Magic: The Gathering Arena’s Chris Clay details planned fixes to the ‘fifth-card problem’


Although fan reception to the open beta/soft launch of Magic: The Gathering Arena has been largely positive, there’s one glaring issue that’s had the community in a tizzy for some time now — the so-called “fifth card” issue. For the uninitiated, the short(ish) version is this: As MTGA has no trading or dusting system, once a player has acquired a full playset — i.e., four copies — of a given card, when they acquire any additional copies of that card, the additional copy effectively disappears and instead provides progress toward opening the Vault, which contains three uncommon, two rare, and one mythic rare wildcard, which can be exchanged for any card of the corresponding rarity.

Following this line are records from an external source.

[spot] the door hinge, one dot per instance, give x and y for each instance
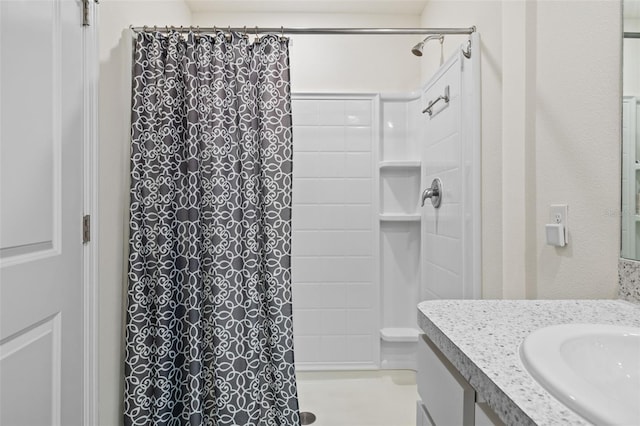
(85, 12)
(86, 228)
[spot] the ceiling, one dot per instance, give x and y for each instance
(402, 7)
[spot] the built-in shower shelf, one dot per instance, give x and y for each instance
(402, 164)
(400, 217)
(399, 335)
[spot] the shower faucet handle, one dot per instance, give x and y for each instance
(434, 193)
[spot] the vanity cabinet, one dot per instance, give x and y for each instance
(446, 398)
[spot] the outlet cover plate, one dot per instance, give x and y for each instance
(559, 214)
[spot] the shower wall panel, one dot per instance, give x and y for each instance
(334, 242)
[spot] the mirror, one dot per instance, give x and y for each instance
(630, 218)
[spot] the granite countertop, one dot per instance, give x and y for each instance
(481, 338)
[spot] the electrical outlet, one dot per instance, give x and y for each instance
(558, 215)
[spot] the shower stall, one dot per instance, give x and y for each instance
(364, 249)
(385, 207)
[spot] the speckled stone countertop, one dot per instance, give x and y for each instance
(481, 338)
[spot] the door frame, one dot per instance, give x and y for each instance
(90, 67)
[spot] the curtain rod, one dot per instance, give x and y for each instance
(324, 31)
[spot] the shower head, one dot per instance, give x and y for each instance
(417, 49)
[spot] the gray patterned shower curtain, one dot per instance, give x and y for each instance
(209, 331)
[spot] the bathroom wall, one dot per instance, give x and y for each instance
(557, 142)
(631, 76)
(578, 145)
(333, 63)
(115, 16)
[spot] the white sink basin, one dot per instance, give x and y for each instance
(593, 369)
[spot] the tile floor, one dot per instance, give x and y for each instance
(359, 398)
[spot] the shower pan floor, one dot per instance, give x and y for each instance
(359, 398)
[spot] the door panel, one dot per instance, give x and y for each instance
(41, 175)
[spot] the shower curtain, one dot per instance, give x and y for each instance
(209, 331)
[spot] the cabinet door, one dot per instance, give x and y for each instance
(446, 396)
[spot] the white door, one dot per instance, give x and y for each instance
(41, 160)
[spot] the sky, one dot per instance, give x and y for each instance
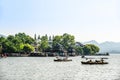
(85, 19)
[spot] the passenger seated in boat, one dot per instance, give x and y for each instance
(90, 61)
(58, 58)
(65, 58)
(102, 60)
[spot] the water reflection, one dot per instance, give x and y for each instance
(44, 68)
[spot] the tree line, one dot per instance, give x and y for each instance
(22, 43)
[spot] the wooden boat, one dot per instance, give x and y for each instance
(94, 62)
(62, 60)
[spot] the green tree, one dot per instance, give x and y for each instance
(56, 43)
(67, 41)
(94, 48)
(79, 50)
(87, 50)
(28, 48)
(44, 43)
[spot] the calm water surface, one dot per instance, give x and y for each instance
(44, 68)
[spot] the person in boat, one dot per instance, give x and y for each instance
(58, 58)
(90, 61)
(102, 60)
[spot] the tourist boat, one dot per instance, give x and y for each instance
(62, 60)
(59, 59)
(94, 62)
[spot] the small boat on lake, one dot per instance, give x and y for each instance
(62, 59)
(94, 62)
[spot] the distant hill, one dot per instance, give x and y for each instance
(111, 47)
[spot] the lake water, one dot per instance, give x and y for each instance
(44, 68)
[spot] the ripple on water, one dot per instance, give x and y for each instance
(44, 68)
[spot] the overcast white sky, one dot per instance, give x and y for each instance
(85, 19)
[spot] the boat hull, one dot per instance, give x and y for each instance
(62, 60)
(94, 62)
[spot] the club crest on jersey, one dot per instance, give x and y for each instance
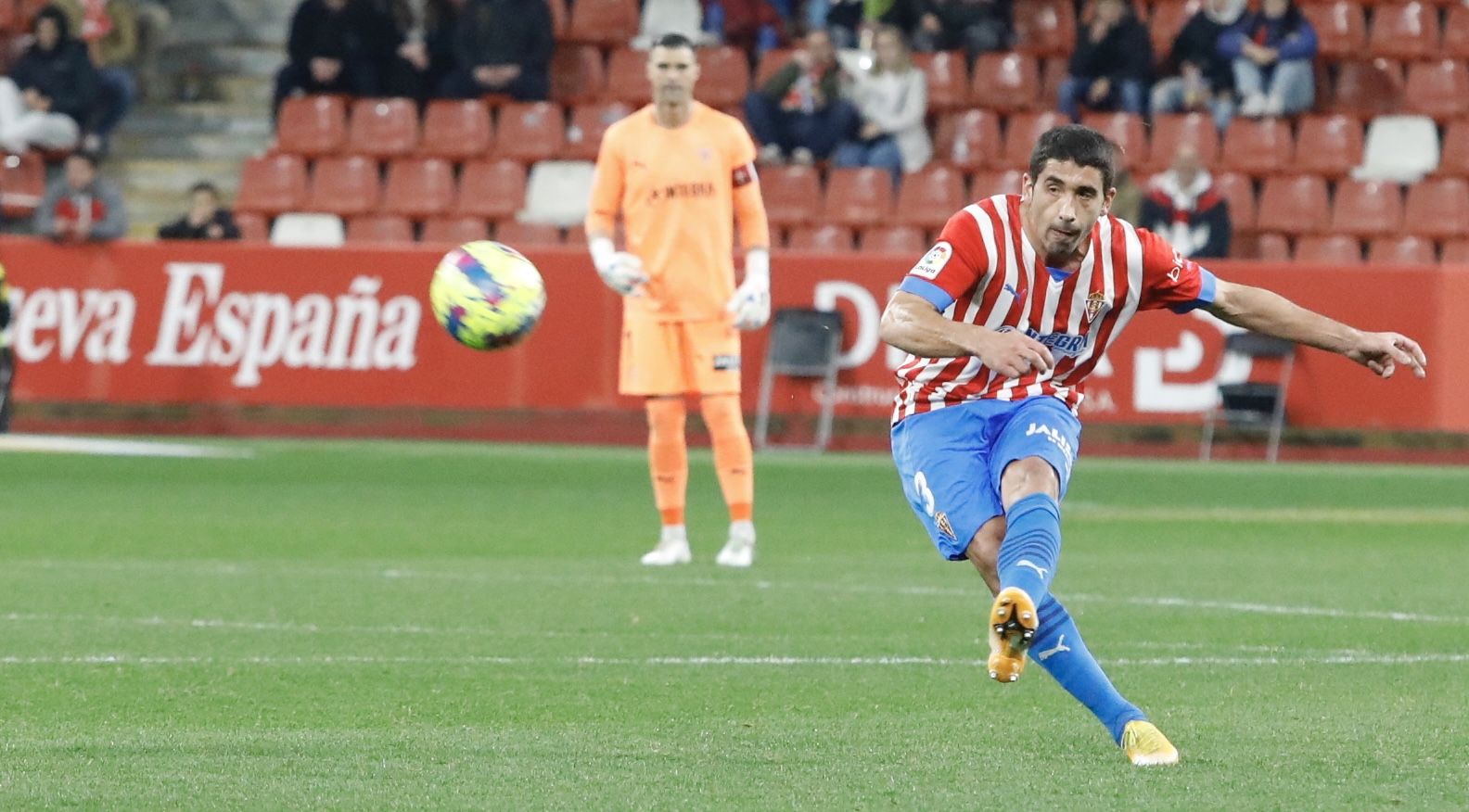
(933, 261)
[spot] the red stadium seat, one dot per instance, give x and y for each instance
(603, 22)
(454, 231)
(530, 131)
(792, 194)
(1335, 248)
(1127, 131)
(858, 197)
(1295, 204)
(1406, 32)
(1006, 82)
(893, 239)
(268, 184)
(970, 140)
(1401, 250)
(589, 122)
(379, 228)
(1172, 130)
(312, 125)
(1438, 88)
(419, 188)
(344, 185)
(948, 78)
(927, 197)
(1328, 146)
(1341, 28)
(829, 238)
(491, 190)
(1438, 209)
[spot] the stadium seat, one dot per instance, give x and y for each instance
(792, 194)
(589, 122)
(1438, 209)
(1257, 147)
(603, 22)
(858, 197)
(576, 73)
(1438, 88)
(1328, 146)
(1127, 131)
(1295, 204)
(1008, 82)
(829, 238)
(1175, 128)
(1045, 27)
(454, 231)
(948, 78)
(491, 190)
(379, 228)
(1021, 133)
(312, 125)
(382, 128)
(530, 131)
(893, 239)
(419, 188)
(968, 140)
(1405, 32)
(1366, 209)
(1341, 28)
(927, 197)
(268, 184)
(344, 185)
(1401, 250)
(1335, 248)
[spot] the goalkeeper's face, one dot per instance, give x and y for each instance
(673, 70)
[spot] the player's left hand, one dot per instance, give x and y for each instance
(1383, 352)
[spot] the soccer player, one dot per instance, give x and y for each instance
(679, 173)
(1003, 319)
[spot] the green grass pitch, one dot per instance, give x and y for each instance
(375, 625)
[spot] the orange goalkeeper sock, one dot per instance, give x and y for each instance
(667, 457)
(734, 457)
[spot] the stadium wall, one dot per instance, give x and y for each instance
(231, 336)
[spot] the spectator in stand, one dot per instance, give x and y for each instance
(206, 218)
(799, 112)
(1272, 53)
(109, 28)
(892, 98)
(974, 25)
(50, 90)
(503, 47)
(1112, 62)
(1186, 210)
(80, 206)
(1205, 78)
(335, 47)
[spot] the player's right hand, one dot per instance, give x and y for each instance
(623, 273)
(1013, 352)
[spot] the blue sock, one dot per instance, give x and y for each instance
(1059, 649)
(1031, 545)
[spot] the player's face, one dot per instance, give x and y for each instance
(1063, 204)
(673, 73)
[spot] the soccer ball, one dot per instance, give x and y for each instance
(487, 296)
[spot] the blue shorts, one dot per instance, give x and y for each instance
(952, 459)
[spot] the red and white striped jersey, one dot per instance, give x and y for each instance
(983, 271)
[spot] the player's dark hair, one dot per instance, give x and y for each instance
(1079, 145)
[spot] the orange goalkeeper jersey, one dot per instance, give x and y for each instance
(678, 191)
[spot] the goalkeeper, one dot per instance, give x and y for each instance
(681, 173)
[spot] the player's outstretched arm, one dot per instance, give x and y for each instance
(1270, 313)
(913, 324)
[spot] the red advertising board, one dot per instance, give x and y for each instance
(247, 324)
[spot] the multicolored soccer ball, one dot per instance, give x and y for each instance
(487, 296)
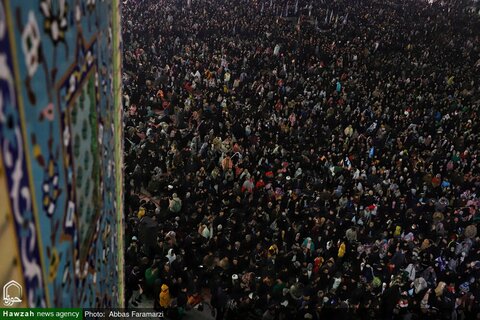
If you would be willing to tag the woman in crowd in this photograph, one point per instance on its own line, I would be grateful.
(295, 160)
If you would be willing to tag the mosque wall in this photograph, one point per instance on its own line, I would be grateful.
(61, 152)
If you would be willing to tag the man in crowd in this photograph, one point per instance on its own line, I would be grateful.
(295, 160)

As it stands, however, the amount that each duplicate card contributes toward filling the Vault meter is minuscule, with mythic rare duplicates providing a paltry 1.1% progress increase and commons providing a completely insignificant 0.1% increase, resulting in many players hoarding packs rather than opening them and losing value on duplicate cards. The devs have promised that they’re looking at the issue and planning to make some tweaks, but they hadn’t given any concrete details until Game Director Chris Clay stopped by the forums yesterday to give players an update on the situation.

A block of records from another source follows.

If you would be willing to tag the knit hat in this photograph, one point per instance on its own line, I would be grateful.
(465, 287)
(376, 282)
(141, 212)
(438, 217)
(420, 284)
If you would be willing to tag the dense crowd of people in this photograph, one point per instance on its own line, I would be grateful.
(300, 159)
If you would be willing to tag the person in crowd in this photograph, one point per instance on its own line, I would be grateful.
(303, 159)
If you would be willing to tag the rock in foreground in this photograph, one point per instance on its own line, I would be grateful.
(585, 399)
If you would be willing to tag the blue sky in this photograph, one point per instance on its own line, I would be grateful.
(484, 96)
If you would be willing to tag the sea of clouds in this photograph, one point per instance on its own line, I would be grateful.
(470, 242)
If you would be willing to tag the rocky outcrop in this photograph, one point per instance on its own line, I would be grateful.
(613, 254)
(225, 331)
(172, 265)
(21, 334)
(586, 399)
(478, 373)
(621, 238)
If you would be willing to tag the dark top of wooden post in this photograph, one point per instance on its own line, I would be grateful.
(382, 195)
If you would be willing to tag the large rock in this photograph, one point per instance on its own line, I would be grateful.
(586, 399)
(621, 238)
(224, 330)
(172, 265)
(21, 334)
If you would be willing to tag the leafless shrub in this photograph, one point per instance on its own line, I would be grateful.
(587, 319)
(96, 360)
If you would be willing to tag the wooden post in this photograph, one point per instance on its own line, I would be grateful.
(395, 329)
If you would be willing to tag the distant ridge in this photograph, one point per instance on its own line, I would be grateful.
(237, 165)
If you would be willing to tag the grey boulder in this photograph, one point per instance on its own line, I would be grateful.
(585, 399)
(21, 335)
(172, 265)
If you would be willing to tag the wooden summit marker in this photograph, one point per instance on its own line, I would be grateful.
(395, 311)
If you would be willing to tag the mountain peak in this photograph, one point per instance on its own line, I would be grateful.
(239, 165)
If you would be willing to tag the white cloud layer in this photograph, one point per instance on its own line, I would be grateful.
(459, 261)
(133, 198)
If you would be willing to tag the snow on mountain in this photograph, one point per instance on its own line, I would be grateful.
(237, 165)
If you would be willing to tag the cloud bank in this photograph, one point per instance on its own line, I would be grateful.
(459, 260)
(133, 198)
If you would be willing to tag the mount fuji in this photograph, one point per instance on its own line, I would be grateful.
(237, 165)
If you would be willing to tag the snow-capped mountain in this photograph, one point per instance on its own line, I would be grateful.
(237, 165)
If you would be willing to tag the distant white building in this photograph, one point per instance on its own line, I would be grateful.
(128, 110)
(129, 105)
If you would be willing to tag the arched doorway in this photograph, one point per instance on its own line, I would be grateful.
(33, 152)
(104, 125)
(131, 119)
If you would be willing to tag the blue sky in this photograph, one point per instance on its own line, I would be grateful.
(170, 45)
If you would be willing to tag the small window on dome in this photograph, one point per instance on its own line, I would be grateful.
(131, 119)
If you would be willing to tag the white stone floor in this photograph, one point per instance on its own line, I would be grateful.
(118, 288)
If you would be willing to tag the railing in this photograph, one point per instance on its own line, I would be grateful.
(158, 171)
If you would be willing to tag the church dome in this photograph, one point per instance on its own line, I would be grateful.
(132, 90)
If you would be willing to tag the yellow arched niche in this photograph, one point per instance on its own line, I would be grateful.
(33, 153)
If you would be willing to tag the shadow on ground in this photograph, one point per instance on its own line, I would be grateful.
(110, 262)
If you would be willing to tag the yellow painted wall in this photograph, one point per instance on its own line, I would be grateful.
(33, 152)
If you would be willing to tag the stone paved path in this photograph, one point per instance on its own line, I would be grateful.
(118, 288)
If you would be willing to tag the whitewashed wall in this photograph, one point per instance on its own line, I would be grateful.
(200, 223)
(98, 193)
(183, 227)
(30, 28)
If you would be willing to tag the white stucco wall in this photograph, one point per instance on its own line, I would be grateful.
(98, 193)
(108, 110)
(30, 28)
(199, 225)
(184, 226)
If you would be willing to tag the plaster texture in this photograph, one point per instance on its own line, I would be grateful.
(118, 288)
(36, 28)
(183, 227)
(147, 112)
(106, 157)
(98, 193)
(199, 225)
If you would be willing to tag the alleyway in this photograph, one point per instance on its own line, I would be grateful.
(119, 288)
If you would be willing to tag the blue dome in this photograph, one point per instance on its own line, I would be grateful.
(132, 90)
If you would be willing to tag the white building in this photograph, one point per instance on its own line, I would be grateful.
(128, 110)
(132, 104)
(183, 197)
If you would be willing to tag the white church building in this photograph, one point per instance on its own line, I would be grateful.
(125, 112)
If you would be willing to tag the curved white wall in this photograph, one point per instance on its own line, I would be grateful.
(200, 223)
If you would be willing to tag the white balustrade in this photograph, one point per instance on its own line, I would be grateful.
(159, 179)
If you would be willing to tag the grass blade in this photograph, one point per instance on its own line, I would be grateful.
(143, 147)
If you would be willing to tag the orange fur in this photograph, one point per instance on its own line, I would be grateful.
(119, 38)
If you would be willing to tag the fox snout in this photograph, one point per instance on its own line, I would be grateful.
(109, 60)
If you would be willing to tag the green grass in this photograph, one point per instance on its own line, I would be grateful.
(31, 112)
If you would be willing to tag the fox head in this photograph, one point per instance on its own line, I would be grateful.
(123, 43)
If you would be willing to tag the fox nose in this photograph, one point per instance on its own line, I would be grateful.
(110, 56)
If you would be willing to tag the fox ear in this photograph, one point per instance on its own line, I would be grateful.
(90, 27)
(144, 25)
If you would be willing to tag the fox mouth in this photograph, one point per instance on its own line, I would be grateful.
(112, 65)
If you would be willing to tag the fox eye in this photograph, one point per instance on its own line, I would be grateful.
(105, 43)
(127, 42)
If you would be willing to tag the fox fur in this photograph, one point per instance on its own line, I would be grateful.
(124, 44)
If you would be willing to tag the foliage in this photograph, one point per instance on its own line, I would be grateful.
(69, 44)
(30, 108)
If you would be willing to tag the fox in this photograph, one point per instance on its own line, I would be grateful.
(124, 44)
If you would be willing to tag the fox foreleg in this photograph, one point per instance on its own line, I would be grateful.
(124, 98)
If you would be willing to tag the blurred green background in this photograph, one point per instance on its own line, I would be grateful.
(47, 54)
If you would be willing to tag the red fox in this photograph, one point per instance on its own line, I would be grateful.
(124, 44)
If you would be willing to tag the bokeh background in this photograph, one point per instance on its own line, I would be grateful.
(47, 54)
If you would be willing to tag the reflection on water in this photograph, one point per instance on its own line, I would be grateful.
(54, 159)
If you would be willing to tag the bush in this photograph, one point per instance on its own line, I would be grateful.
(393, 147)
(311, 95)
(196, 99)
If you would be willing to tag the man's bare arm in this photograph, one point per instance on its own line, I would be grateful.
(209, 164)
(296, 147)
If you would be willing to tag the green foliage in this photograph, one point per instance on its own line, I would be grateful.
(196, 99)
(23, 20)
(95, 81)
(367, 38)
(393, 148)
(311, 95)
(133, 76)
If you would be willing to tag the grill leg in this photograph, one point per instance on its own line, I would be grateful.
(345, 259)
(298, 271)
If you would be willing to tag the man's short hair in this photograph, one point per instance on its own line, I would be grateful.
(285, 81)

The full post goes into pretty substantial detail about how the devs see the problem and how they intend to approach it, but the takeaway is this: The devs agree that right now, acquiring additional copies of cards of which you already have a full playset is unsatisfying, and right now, they’re looking to remedy the situation by implementing a system that they’re calling “duplicate protection.” What this means, essentially, is that the devs want to “make it so when you open packs or earn cards, you only receive cards that you have fewer than four copies of.”

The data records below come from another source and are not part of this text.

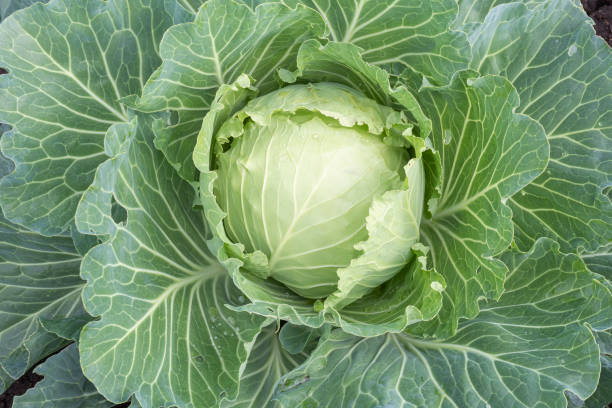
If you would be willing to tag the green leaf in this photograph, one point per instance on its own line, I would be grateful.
(164, 333)
(68, 328)
(69, 63)
(402, 33)
(267, 363)
(226, 39)
(8, 7)
(603, 395)
(600, 261)
(523, 351)
(64, 385)
(39, 279)
(562, 73)
(488, 153)
(475, 11)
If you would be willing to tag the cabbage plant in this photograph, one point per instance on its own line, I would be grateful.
(306, 203)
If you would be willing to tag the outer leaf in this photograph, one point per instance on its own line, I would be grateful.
(413, 35)
(67, 328)
(296, 339)
(10, 6)
(600, 261)
(475, 11)
(39, 278)
(488, 153)
(267, 363)
(70, 62)
(562, 72)
(164, 333)
(603, 395)
(64, 385)
(523, 351)
(227, 39)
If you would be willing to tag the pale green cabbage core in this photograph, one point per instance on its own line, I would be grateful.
(299, 188)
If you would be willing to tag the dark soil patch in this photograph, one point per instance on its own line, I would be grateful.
(19, 387)
(601, 13)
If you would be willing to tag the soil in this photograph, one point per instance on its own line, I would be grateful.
(599, 10)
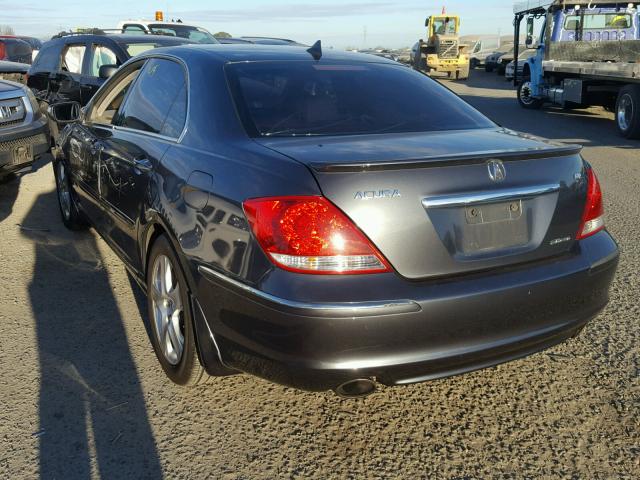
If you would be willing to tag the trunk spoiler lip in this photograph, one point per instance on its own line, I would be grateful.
(450, 160)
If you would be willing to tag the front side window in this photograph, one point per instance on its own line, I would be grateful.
(102, 56)
(106, 109)
(158, 100)
(72, 57)
(309, 98)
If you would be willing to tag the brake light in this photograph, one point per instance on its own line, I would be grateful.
(309, 234)
(593, 215)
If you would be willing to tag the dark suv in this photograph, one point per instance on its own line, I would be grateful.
(73, 67)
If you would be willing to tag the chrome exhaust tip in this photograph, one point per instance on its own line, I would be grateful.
(360, 387)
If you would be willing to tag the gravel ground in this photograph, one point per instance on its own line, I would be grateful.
(82, 395)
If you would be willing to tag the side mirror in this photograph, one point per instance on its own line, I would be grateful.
(64, 112)
(107, 71)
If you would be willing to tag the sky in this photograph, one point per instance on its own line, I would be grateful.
(338, 23)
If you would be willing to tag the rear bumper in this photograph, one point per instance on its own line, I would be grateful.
(34, 136)
(427, 330)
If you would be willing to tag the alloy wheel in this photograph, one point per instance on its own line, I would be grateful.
(624, 112)
(167, 309)
(525, 93)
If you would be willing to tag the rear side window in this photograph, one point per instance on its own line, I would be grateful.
(102, 55)
(72, 57)
(48, 58)
(314, 98)
(158, 99)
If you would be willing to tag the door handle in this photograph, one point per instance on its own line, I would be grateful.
(142, 165)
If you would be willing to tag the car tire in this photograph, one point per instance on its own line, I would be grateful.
(524, 96)
(627, 111)
(171, 316)
(69, 212)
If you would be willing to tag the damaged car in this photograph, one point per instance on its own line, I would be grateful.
(23, 128)
(298, 215)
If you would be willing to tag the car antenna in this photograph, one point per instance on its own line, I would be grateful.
(316, 50)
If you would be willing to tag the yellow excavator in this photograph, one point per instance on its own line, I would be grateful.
(442, 52)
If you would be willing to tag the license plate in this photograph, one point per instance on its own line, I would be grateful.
(22, 154)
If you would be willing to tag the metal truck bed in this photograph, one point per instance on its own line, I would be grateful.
(629, 72)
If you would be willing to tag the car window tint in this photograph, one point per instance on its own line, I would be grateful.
(102, 56)
(72, 57)
(106, 110)
(48, 58)
(310, 98)
(157, 103)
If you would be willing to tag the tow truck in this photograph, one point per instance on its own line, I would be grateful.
(588, 54)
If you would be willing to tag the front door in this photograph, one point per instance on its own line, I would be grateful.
(151, 119)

Obviously, making a change like this has far-reaching effects on the game’s overall economy, so the devs stress that they’re going to have to take some time to make sure they don’t end up breaking the game’s long-term viability; as such, players shouldn’t expect the fifth-card situation to be fixed until “sometime in Q1 of 2019.” Although the posts in response to Clay’s update seem to be largely positive, many players who have already opened numerous duplicate cards are curious about the prospect of retroactive compensation, which Clay does not mention. Nevertheless, MTGA players should be at least somewhat pleased to have some firm information about what to expect going forward, and if you want to know all the details, you can check out Clay’s full post on the game’s official forums.